Leadership development can be a considerable investment in time and money. There is often a temptation to extend the perceived life of this investment by delivering programmes over long timetables, with extended gaps between the formal, classroom-based learning elements. Instantly a 12 month programme becomes an 18 or 24 month programme, and the cost doesn’t seem so bad after all!
Whilst the logic is understandable, it is all too often counter-productive without additional investment in the ongoing engagement of the learners. When faced with a large gap before they are brought back into a classroom (or any other ‘formal’) environment, the focus on learning quickly dissipates.
Whilst extended spacing of the classroom-based learning elements in a development programme can be successful, consider carefully your strategy for learner engagement.
Support structure
- Do you have in place a support structure that can be readily accessed by all learners on an ongoing basis?
- Are you pro-actively and regularly reaching out to offer support to learners on an individual and group basis?
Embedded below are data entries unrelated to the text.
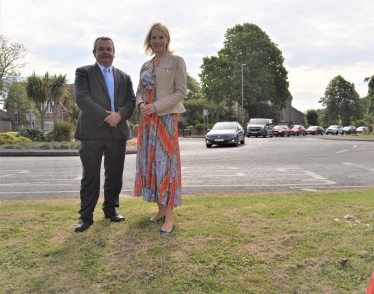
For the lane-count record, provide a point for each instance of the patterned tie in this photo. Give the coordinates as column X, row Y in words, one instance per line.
column 110, row 87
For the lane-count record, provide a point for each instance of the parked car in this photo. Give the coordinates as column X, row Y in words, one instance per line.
column 360, row 130
column 315, row 130
column 297, row 130
column 224, row 133
column 335, row 130
column 282, row 130
column 260, row 127
column 349, row 130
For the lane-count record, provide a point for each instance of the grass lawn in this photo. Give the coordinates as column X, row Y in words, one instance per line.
column 256, row 243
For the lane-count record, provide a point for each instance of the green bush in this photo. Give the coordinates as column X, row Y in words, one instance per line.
column 62, row 131
column 10, row 138
column 34, row 134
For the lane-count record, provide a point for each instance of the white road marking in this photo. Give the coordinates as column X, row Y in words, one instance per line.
column 342, row 151
column 359, row 166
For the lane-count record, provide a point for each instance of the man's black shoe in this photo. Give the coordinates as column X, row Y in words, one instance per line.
column 115, row 217
column 84, row 224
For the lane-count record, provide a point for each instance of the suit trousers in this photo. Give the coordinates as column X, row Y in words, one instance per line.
column 91, row 152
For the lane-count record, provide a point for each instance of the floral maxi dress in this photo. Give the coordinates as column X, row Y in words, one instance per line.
column 158, row 169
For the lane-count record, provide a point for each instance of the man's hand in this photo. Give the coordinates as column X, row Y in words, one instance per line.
column 113, row 118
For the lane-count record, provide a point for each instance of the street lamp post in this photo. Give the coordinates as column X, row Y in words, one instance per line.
column 242, row 95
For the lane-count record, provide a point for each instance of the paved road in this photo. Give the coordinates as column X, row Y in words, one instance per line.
column 261, row 165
- Support isn’t just a job for the programme delivery team – are your key business stakeholders engaged and involved?
Collaborative platforms
- Are you offering mechanisms for the learning community to interact with each other and the programme?
- Are you actively encouraging and promoting their benefits and use?
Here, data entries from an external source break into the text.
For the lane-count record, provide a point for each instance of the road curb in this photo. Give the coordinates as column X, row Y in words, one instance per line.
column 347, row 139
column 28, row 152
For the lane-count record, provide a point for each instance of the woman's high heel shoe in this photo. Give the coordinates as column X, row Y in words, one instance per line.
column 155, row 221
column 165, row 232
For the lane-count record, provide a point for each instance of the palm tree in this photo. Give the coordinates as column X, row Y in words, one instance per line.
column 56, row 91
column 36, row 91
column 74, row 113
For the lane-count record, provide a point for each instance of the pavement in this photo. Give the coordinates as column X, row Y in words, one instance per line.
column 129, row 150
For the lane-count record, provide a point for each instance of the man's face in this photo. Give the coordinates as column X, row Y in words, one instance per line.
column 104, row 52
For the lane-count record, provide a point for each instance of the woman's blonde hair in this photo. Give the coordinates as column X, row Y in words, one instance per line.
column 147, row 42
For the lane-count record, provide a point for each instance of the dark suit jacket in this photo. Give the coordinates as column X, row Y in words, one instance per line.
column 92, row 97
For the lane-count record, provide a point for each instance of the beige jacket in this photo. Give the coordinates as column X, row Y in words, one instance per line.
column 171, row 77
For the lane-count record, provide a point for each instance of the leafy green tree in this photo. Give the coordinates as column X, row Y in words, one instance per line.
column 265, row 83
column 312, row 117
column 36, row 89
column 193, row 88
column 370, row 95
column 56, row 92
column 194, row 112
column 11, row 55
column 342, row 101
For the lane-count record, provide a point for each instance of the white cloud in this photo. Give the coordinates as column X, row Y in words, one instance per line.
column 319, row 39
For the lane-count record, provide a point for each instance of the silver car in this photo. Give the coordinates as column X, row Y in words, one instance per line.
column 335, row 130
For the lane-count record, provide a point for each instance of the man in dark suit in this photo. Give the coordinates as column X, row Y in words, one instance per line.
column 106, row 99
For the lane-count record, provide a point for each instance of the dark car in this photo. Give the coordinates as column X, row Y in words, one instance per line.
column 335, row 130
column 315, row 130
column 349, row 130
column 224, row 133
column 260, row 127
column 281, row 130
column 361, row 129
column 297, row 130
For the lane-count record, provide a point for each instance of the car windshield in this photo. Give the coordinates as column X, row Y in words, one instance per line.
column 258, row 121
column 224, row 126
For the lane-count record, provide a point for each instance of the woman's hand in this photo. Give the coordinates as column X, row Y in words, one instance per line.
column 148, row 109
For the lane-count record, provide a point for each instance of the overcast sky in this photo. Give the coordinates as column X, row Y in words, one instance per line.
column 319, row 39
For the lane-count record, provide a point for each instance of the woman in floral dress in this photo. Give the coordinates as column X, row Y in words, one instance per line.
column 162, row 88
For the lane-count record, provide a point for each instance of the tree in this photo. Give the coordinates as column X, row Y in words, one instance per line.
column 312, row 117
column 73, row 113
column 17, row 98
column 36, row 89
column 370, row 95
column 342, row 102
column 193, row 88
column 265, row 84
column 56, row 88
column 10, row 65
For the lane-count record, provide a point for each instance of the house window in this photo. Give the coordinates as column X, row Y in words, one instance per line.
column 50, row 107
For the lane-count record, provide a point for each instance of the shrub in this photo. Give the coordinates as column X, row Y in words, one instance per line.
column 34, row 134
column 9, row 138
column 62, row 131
- Are business stakeholders taking an active interest, preferably through participation, in collaboration between learners?
Challenge
- Are you regularly testing the application of learning in the workplace?
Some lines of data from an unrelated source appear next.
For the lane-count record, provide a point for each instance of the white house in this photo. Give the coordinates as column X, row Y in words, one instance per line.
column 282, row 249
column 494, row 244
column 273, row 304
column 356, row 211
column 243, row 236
- How are you measuring the ongoing impact of the learning?
- Are you using Action Learning Sets or group coaching to encourage peer challenge?
Behavioural focus
- Does your learning primarily focus on knowledge transfer or encourage actual behavioural change?
- What are you asking people to do, and how are your responding if they fail to honour their commitments?
- How are you preparing the rest of the business for the new behaviours exhibited by your learners? Will they act as a catalyst or barrier to change?